罠を造るついでに、この家を強化しようとクリークが言い出した。どうせ壊れた家屋の修理をするつもりだったから、ついでにしてしまおう…。
 台所の底に穴を掘り、窓という窓のも細工を施す。棚の奥の壁を破り、小さな隠し扉を造った。
 初めはランディが一人でしていたのだが、途中からクリークも加わった。
 派手な音が聞こえてきたのか、となりのご夫婦とローサが様子を見に来て、そのまま手伝いをかってでた。
 辺りが暗くなるころには、二人ともクタクタになっていた。
 エマはまだ帰ってきてはいない。
 エマにはちゃんと手紙が奴らに届いたか、その後どんな様子を見せたかを見届けて帰ってくるようにと、言い渡しておいた。

「さあ、お食事をしてください。お口に合うかどうかはわかりませんが」
 ローサとお隣のご夫婦が夕食を持ってきてくれた。ありがたいと、喜び勇んで二人は食事をすることにした。
 ちょうど食事の最中に、今度はきれいな服のままでエマが帰ってきた。
 エマの話だとどうやら本物らしい。男達が騒いでいたと語った。上手くいったらしい。
 エマはふと、テーブルに置かれた食事を見てギョッとした。
「まさか、これ、ランディが作ったの?」
「俺のわけがない」
 手をヒラヒラさせている。
「じゃ、じゃあ、まさか?」
 クリークの顔を見て、突如ランディを振りかぶって睨んだ。
「まさか、あんた!!」
 つい、頭に血がのぼって、声が大きくなった。
「そろそろ、化けの皮を剥いだらどうなんだ?」  
ますます頭にくる。憎たらしい男をキィッとに睨む。そんな二人を笑いながらクリークがたしなめた。

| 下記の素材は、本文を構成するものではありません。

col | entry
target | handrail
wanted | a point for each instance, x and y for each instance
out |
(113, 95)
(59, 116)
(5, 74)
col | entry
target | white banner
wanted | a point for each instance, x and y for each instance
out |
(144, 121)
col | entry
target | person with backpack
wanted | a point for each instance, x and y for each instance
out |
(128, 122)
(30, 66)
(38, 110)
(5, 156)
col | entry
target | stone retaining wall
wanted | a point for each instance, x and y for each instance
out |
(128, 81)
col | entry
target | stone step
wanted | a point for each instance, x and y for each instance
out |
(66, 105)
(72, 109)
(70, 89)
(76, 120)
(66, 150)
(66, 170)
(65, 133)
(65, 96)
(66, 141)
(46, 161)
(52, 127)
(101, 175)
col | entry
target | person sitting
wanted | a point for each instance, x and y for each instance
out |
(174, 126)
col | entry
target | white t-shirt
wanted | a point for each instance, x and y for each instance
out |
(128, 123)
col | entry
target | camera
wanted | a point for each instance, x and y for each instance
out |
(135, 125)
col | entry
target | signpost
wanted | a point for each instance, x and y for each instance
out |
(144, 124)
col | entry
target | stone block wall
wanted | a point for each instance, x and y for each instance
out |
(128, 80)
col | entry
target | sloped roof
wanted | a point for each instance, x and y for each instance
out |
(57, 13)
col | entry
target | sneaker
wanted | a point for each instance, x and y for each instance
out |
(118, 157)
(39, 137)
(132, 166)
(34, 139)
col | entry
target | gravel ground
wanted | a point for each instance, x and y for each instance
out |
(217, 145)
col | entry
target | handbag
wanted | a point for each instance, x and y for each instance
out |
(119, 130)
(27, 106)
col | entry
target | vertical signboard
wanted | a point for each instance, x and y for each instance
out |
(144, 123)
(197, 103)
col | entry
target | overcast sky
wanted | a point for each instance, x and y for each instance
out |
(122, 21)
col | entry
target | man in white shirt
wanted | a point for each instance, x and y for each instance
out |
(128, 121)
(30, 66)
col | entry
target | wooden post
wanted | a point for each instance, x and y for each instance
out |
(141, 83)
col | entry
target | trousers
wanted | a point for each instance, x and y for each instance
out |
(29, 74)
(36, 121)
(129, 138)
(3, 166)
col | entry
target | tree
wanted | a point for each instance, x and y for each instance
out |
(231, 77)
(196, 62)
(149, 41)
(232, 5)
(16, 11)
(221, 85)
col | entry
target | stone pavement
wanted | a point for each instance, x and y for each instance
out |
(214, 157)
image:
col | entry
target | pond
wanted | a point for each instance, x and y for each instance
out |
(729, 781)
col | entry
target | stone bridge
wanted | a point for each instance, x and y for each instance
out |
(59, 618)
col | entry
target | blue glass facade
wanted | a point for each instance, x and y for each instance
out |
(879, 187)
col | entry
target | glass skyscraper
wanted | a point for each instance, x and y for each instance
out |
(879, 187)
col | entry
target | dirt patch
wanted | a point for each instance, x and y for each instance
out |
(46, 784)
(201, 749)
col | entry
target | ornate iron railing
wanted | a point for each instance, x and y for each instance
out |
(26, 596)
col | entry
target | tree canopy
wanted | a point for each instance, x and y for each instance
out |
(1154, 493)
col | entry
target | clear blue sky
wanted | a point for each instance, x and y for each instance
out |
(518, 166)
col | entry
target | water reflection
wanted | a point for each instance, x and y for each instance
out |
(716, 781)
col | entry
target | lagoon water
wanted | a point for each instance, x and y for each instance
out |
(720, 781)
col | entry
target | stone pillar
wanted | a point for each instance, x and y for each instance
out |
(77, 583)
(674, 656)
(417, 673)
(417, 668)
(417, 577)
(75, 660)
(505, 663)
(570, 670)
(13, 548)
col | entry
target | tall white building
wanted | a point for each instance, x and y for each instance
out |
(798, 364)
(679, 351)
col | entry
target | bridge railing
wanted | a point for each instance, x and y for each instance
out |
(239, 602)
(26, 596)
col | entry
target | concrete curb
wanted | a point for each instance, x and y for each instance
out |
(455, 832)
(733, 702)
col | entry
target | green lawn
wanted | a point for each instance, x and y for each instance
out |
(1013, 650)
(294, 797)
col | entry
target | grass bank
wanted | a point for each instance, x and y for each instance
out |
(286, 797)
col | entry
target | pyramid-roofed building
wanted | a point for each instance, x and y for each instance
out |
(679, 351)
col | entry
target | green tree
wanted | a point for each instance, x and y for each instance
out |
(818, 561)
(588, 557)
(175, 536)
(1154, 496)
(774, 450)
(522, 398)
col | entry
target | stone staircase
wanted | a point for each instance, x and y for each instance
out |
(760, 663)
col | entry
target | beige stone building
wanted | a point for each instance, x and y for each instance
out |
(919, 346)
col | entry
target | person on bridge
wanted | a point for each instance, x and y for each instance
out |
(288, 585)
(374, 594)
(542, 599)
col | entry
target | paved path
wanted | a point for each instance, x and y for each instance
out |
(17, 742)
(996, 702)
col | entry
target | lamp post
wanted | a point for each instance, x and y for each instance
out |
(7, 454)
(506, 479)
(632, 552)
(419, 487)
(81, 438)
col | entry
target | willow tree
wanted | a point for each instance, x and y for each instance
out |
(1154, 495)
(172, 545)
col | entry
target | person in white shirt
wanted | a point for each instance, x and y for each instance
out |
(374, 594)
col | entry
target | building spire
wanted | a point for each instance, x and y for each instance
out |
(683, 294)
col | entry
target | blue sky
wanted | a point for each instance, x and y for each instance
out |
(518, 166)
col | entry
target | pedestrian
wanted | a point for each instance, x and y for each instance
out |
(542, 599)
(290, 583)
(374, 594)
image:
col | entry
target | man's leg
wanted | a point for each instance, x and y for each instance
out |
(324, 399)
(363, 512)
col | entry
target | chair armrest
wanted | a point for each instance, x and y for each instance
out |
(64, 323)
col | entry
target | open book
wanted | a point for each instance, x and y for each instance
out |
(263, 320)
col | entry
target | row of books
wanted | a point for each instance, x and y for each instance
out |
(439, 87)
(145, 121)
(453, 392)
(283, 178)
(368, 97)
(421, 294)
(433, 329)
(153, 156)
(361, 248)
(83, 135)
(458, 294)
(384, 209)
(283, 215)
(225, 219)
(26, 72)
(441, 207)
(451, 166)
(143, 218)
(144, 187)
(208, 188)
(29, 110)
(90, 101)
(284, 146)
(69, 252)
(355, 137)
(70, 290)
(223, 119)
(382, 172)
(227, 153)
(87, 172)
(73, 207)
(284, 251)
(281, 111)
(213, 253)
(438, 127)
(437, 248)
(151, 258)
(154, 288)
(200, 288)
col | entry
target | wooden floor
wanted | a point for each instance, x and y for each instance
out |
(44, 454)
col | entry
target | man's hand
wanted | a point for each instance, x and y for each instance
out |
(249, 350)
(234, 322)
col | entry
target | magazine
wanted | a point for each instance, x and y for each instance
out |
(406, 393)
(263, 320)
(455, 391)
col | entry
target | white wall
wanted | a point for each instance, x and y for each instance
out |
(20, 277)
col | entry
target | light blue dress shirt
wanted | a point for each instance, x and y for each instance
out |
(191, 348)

「エマ、僕だってどう逆立ちしても、こんな料理は作れないよ。だから遠慮なくお食べ」
違うと言われて、ホッとしたのも束の間、じゃあ一体誰が…?
 ローサとお隣の御夫婦と聞かされて安心した。
 食事を終えてきれいに片付けてしまうと、辺りは家も少ないせいかシーンと静まり返った。
 静かになると今度は、日頃、お城ではあまり聞くことのできない虫の鳴き声が聞こえてくる。
 耳を傾けていると、王子がねぎらいの言葉をかけられた。疲れているだろうから、寝室を使ってくれと言われたが、そんなめっそうもないとエマは辞退した。
 結局、もぬけの殻になった寝台をそのままに、三人はそれぞれ各自の配置につき、この家に侵入してくるであろう人物を待った。
 そして、それは二日後にやってきた。